When he had heard that Queen Brunhild had been vanquished, the hero laughed, and cried gaily, “Then, noble maiden, thou must go with us to Rhineland to wed King Gunther.”

“A strange way for a vassal to speak,” thought the angry Queen, and she answered with a proud glance at the knight, “Nay, that will I not do until I have summoned my kinsmen and my good lieges.  For I will myself say farewell to them ere ever I will go to Rhineland.”

Thus heralds were sent throughout Brunhild’s realms, and soon from morn to eve her kinsmen and her liegemen rode into the castle, until it seemed as though a mighty army were assembling.

“Does the maiden mean to wage war against us,” said Hagen grimly.  “I like not the number of her warriors.”

Then said Siegfried, “I will leave thee for a little while and go across the sea, and soon will I return with a thousand brave warriors, so that no evil may befall us.”

So the Prince went down alone to the little ship and set sail across the sea.

VII

SIEGFRIED AND THE PRINCESS

The ship in which Siegfried set sail drifted on before the wind, while those in Queen Brunhild’s castle marveled, for no one was to be seen on board.  This was because the hero had again donned his Cloak of Darkness.

On and on sailed the little ship until at length it drew near to the land of the Nibelungs.  Then Siegfried left his vessel and again climbed the mountain-side, where long before he had cut off the heads of the little Nibelung princes.

He reached the cave into which he had thrust the treasure, and knocked loudly at the door.  The cave was the entrance to Nibelheim the dark, little town beneath the glad, green grass.

Siegfried might have entered the cave, but he knocked that he might see if the treasure were well guarded.

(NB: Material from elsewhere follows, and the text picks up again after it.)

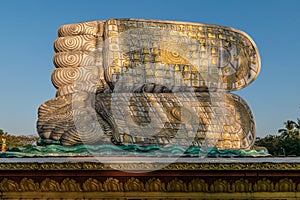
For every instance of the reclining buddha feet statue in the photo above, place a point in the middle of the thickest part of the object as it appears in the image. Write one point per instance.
(146, 82)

Then the porter, who was a great giant, when he heard the knock buckled on his armor and opened the door.  Seeing, as he thought in his haste, a strange knight standing before him he fell upon him with a bar of iron.  So strong was the giant that it was with difficulty that the Prince overcame him and bound him hand and foot.

Alberich meanwhile had heard the mighty blows, which indeed had shaken Nibelheim to its foundations.

Now the dwarf had sworn fealty to Siegfried, and when he, as the giant had done, mistook the Prince for a stranger, he seized a heavy whip with a gold handle and rushed upon him, smiting his shield with the knotted whip until it fell to pieces.

Too pleased that his treasures were so well defended to be angry, Siegfried now seized the little dwarf by his beard, and pulled it so long and so hard that Alberich was forced to cry for mercy.  Then Siegfried bound him hand and foot as he had done the giant.